Investigating the mechanism behind tumor expression of CD58 – a costimulatory ligand on tumors that engages CD2 on T and NK cells, inducing cell adhesion, activation and cytolytic activity – researchers found that CMTM6 on the tumor cell surface directly interacted with CD58 and protected it from degradation. While CMTM6 also supported PD-L1 in a similar fashion, its support for CD58 was dominant, as co-blockade of PD-L1 and CD58 reduced antitumor T cell activation, and CMTM6 and CD58 were critical for the induction of antitumor T cell responses. Higher expression of CMTM6 and CD58 in patient biopsies was associated with favorable responses to ICB.

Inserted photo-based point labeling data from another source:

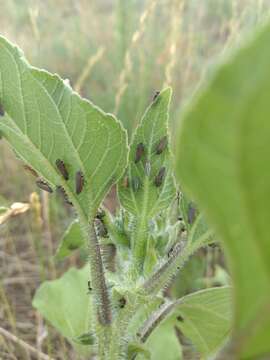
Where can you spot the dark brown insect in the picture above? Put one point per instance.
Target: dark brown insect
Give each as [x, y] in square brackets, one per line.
[2, 111]
[43, 185]
[191, 214]
[156, 95]
[161, 146]
[136, 183]
[122, 302]
[147, 168]
[160, 177]
[61, 191]
[139, 152]
[101, 228]
[180, 318]
[62, 168]
[31, 170]
[100, 214]
[125, 182]
[79, 182]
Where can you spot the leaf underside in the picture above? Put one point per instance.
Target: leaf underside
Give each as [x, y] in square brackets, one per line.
[222, 161]
[45, 121]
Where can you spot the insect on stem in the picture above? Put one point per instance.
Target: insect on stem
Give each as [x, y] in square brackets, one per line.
[43, 185]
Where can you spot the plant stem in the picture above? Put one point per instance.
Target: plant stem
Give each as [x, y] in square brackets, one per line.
[163, 275]
[100, 292]
[139, 243]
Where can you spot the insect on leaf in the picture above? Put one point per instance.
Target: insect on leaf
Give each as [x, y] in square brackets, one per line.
[44, 121]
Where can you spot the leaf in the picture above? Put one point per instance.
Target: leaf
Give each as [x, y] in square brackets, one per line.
[222, 156]
[163, 343]
[71, 241]
[65, 303]
[200, 234]
[137, 190]
[45, 120]
[205, 318]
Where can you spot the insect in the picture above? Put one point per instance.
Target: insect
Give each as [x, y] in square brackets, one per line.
[180, 318]
[161, 146]
[42, 184]
[160, 177]
[61, 191]
[122, 302]
[31, 170]
[191, 214]
[101, 228]
[147, 168]
[136, 183]
[125, 182]
[156, 95]
[79, 182]
[100, 214]
[2, 111]
[139, 152]
[62, 168]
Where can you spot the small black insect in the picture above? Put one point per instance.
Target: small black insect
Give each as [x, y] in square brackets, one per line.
[31, 170]
[61, 191]
[125, 182]
[79, 182]
[101, 228]
[136, 183]
[62, 168]
[139, 152]
[42, 184]
[160, 177]
[180, 318]
[100, 214]
[191, 214]
[2, 111]
[156, 95]
[161, 146]
[147, 168]
[122, 302]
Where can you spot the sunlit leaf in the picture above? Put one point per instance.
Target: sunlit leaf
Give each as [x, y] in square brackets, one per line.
[222, 161]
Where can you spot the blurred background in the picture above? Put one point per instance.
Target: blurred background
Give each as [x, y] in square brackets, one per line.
[116, 53]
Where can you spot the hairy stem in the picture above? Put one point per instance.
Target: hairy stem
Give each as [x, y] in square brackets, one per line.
[163, 275]
[98, 283]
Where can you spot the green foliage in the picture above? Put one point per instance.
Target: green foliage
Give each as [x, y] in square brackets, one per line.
[222, 157]
[71, 241]
[59, 301]
[205, 318]
[51, 122]
[138, 191]
[163, 343]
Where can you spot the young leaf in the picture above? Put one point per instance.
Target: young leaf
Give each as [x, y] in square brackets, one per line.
[222, 156]
[141, 191]
[65, 303]
[44, 121]
[71, 241]
[205, 318]
[163, 343]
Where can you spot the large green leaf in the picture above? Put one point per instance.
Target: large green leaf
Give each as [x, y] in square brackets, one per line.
[45, 120]
[222, 161]
[65, 303]
[137, 190]
[205, 318]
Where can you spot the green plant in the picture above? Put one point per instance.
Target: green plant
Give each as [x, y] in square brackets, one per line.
[78, 150]
[222, 161]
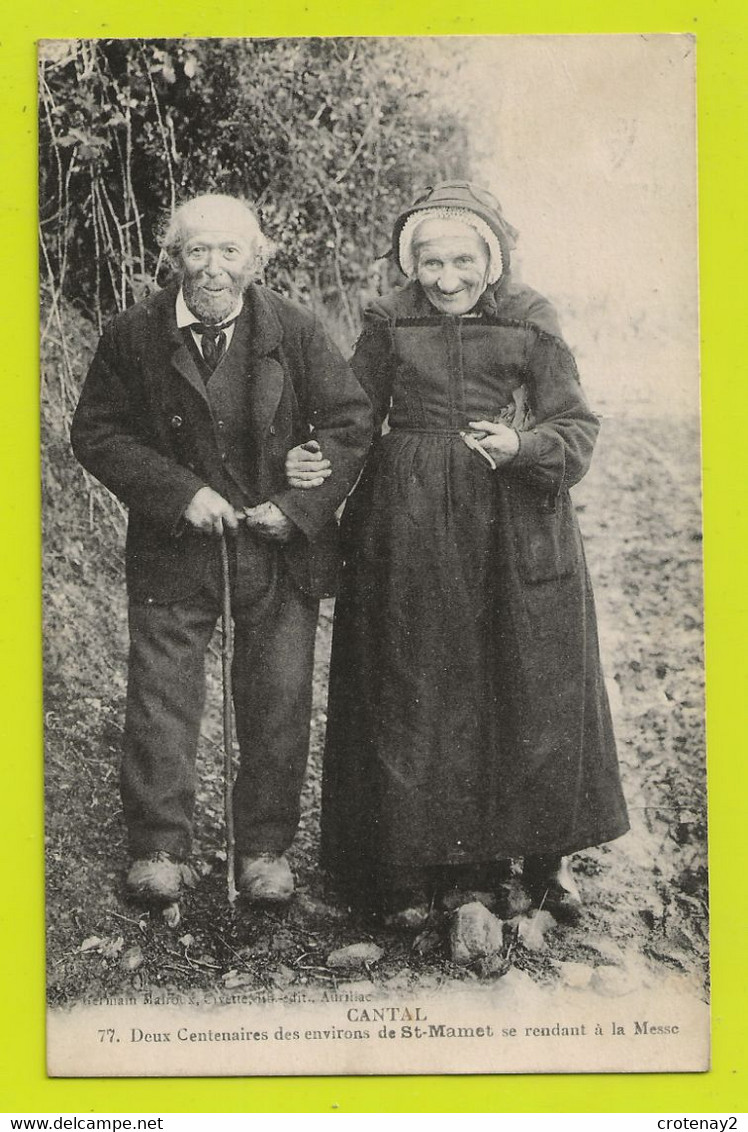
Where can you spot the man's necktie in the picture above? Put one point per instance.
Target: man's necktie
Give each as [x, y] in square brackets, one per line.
[213, 341]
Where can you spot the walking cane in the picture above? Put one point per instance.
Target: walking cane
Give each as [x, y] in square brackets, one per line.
[226, 657]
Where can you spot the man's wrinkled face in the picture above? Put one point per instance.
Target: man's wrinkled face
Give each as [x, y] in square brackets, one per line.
[452, 265]
[217, 258]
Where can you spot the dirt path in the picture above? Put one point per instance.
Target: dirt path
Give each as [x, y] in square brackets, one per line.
[645, 894]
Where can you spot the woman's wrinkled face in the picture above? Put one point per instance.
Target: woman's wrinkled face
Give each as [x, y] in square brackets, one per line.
[452, 265]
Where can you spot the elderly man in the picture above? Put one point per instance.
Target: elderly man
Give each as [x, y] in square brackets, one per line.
[191, 403]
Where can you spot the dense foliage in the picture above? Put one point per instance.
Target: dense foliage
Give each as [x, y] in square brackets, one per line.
[328, 136]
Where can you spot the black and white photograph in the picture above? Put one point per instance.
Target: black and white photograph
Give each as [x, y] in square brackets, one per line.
[374, 668]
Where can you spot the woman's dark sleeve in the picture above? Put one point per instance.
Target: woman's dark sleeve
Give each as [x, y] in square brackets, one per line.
[556, 453]
[372, 363]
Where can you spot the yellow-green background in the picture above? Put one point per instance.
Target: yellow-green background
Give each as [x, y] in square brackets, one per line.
[721, 27]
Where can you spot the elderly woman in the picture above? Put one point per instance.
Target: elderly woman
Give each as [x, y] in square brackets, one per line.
[467, 721]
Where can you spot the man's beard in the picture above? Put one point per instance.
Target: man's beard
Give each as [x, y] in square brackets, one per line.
[211, 307]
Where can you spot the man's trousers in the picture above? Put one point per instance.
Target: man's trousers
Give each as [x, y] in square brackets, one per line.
[272, 676]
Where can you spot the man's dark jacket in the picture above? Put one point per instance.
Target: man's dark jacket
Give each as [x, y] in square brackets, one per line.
[147, 427]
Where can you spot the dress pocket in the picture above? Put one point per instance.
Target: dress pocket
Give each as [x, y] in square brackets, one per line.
[547, 539]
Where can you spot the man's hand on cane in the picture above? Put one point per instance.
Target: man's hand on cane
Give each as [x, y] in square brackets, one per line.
[211, 513]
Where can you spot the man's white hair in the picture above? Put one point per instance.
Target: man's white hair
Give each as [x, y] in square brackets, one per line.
[172, 233]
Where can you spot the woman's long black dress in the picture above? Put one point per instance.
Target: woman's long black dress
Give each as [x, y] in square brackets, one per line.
[467, 714]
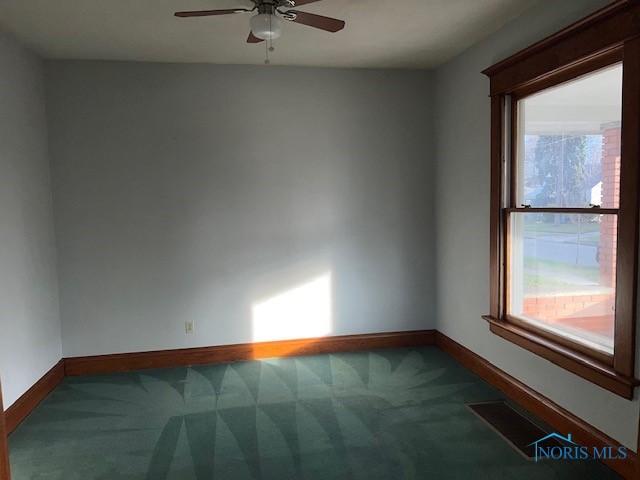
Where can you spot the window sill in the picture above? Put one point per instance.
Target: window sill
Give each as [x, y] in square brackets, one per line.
[571, 360]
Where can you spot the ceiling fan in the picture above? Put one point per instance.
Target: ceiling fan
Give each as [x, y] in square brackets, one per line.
[267, 24]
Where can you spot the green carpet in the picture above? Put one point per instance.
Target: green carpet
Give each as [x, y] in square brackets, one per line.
[386, 414]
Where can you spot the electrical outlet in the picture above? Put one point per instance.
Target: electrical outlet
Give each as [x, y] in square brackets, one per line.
[188, 328]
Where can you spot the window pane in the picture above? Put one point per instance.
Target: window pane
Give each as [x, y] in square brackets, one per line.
[569, 143]
[562, 269]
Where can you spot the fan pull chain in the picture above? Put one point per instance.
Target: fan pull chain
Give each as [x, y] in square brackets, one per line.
[268, 45]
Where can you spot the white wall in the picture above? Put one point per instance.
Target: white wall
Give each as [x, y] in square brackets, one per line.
[462, 156]
[29, 316]
[193, 192]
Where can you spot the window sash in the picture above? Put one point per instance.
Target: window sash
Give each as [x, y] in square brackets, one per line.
[508, 315]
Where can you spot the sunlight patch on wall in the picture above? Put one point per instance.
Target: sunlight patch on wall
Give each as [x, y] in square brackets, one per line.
[304, 311]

Contributed by Lauren Hitchings
ABSTRACT: The dysregulated expression of immune checkpoint molecules enables cancer cells to evade immune destruction. While blockade of inhibitory immune checkpoints like PD-L1 forms the basis of current cancer immunotherapies, a deficiency in costimulatory signals can render these therapies futile. CD58, a costimulatory ligand, plays a crucial role in antitumor immune responses, but the mechanisms controlling its expression remain unclear. Using two systematic approaches, we reveal that CMTM6 positively regulates CD58 expression. Notably, CMTM6 interacts with both CD58 and PD-L1, maintaining the expression of these two immune checkpoint ligands with opposing functions. Functionally, the presence of CMTM6 and CD58 on tumor cells significantly affects T cell-tumor interactions and response to PD-L1-PD-1 blockade. Collectively, these findings provide fundamental insights into CD58 regulation, uncover a shared regulator of stimulatory and inhibitory immune checkpoints, and highlight the importance of tumor-intrinsic CMTM6 and CD58 expression in antitumor immune responses.